Identifieur interne : 000655 ( PubMed/Curation ); précédent : 000654; suivant : 000656

Sequence Characteristics Distinguish Transcribed Enhancers from Promoters and Predict Their Breadth of Activity.

Auteurs : Laura L. Colbran [États-Unis] ; Ling Chen [États-Unis] ; John A. Capra [États-Unis]

Source :

RBID : pubmed:30696717

Descripteurs français

English descriptors

Abstract

Enhancers and promoters both regulate gene expression by recruiting transcription factors (TFs); however, the degree to which enhancer vs. promoter activity is due to differences in their sequences or to genomic context is the subject of ongoing debate. We examined this question by analyzing the sequences of thousands of transcribed enhancers and promoters from hundreds of cellular contexts previously identified by cap analysis of gene expression. Support vector machine classifiers trained on counts of all possible 6-bp-long sequences (6-mers) were able to accurately distinguish promoters from enhancers and distinguish their breadth of activity across tissues. Classifiers trained to predict enhancer activity also performed well when applied to promoter prediction tasks, but promoter-trained classifiers performed poorly on enhancers. This suggests that the learned sequence patterns predictive of enhancer activity generalize to promoters, but not vice versa. Our classifiers also indicate that there are functionally relevant differences in enhancer and promoter GC content beyond the influence of CpG islands. Furthermore, sequences characteristic of broad promoter or broad enhancer activity matched different TFs, with predicted ETS- and RFX-binding sites indicative of promoters, and AP-1 sites indicative of enhancers.
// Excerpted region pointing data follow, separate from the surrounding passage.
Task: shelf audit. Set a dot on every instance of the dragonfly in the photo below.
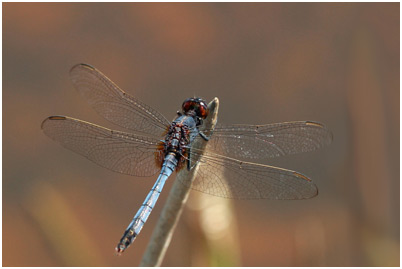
(152, 144)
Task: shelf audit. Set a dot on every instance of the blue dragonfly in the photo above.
(154, 144)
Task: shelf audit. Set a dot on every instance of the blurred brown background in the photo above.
(267, 62)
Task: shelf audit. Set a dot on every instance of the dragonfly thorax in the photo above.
(195, 107)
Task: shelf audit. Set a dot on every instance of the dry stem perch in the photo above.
(171, 212)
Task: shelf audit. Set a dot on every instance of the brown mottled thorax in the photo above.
(176, 142)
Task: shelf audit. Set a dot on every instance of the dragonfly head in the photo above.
(195, 107)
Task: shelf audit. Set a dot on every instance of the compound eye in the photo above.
(203, 110)
(188, 104)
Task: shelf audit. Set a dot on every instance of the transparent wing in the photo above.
(268, 141)
(118, 151)
(114, 104)
(230, 178)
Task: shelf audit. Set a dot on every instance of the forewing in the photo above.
(114, 104)
(229, 178)
(268, 141)
(118, 151)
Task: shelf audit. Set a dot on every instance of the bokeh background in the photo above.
(337, 63)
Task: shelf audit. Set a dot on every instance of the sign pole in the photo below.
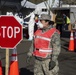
(7, 61)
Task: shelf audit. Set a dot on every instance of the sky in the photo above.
(31, 5)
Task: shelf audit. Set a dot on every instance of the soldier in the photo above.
(46, 47)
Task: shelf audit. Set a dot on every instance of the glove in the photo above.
(52, 64)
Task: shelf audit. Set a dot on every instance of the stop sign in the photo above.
(10, 32)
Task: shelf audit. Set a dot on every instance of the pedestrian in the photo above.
(45, 47)
(66, 22)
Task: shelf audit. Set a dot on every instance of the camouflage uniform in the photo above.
(41, 67)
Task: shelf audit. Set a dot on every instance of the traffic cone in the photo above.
(14, 69)
(71, 43)
(75, 40)
(0, 67)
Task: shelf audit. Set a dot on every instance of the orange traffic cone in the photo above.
(71, 43)
(0, 68)
(14, 69)
(75, 40)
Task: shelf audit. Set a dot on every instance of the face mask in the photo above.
(40, 25)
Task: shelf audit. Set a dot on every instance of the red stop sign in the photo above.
(10, 32)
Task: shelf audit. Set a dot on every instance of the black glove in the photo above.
(52, 64)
Finally, we evaluated the ability of our models to distinguish enhancers and promoters defined by histone modifications. Separating these classes was substantially more difficult, and this difference may contribute to ongoing debates about the similarity of enhancers and promoters. In summary, our results suggest that high-confidence transcribed enhancers and promoters can largely be distinguished based on biologically relevant sequence properties.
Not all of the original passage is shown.